The `vd_fit` function also supports including non-functional covariates, both linear and smooth terms:


``` r
data <- data_generator_vd(beta_index = 1, use_x = TRUE, use_f = TRUE)
formula <- y ~ ffvd(X_se, nbasis = c(10, 10, 10)) + f(x2, nseg = 30, pord = 2, degree = 3) + x1
res_complex <- vd_fit(formula = formula, data = data)
```

In this model:

-   `ffvd(X_se, nbasis = c(10, 10, 10))` specifies the functional covariate
-   `f(x2, nseg = 30, pord = 2, degree = 3)` adds a smooth effect for `x2`
-   `x1` is included as a linear term

## Model Summary

You can obtain a summary of the fitted model using the `summary` function:


``` r
summary(res_complex)
#> 
#> Family: gaussian 
#> Link function: identity 
#> 
#> 
#> Formula:
#> NULL
#> 
#> 
#> Fixed terms: 
#>                                  x2                                     
#>   1.4678062   0.9742174  -0.1430355  -3.5265899   5.2136636 -10.5801911 
#>             
#>   6.0838833 
#> 
#> 
#> Estimated degrees of freedom:
#> Total edf     Total      <NA>      <NA>      <NA> 
#>    4.9380    4.5461    0.0001    9.4842   16.4842 
#> 
#> R-sq.(adj) =  0.958   Deviance explained = 97.5%  n = 100
#> 
#> Number of iterations: 1
```

## Working with Non-Aligned Data

The `vd_fit` function can handle both aligned and non-aligned functional data.

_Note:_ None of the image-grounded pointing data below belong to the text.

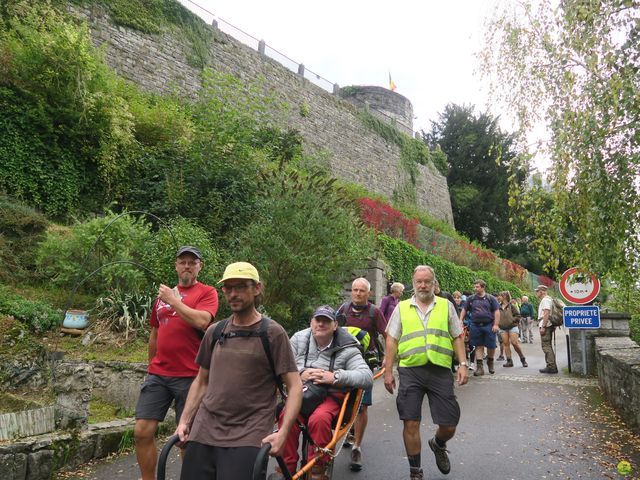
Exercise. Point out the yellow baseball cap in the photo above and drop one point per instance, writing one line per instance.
(240, 270)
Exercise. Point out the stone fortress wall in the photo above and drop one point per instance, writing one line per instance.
(159, 63)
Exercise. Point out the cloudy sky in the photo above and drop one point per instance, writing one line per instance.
(427, 46)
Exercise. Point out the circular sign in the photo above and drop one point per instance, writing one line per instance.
(579, 287)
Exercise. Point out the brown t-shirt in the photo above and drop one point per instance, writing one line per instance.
(238, 408)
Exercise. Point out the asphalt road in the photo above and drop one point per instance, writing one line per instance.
(517, 424)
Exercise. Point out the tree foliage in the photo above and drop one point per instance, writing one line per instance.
(481, 159)
(575, 67)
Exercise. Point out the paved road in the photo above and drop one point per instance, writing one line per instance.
(517, 424)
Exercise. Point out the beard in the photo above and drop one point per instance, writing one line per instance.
(425, 296)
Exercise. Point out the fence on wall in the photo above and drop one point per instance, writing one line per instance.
(259, 45)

Here's an example with non-aligned data:


``` r
data_not_aligned <- data_generator_vd(aligned = FALSE, beta_index = 1)
formula <- y ~ ffvd(X_se, nbasis = c(10, 10, 10))
res_not_aligned <- vd_fit(formula = formula, data = data_not_aligned)
```

## Additional functionality

If you need to include an offset in your model, you can use the `offset` argument:


``` r
offset <- rnorm(nrow(data$X_se))
res_with_offset <- vd_fit(formula = formula, data = data, offset = offset)
```

### Plotting the betas

A heatmap for a specific beta of the model can be obtained by using the plot function:


``` r
plot(res)
```

![](includes/VDPO-02-unnamed-chunk-9-1.png)

## Final remarks

The `vd_fit` function in the VDPO package provides a flexible and powerful tool for fitting variable domain functional regression models. It supports a wide range of model specifications, including multiple functional covariates, non-functional covariates, and various distribution families. By leveraging the formula interface, users can easily specify complex models tailored to their specific analysis needs.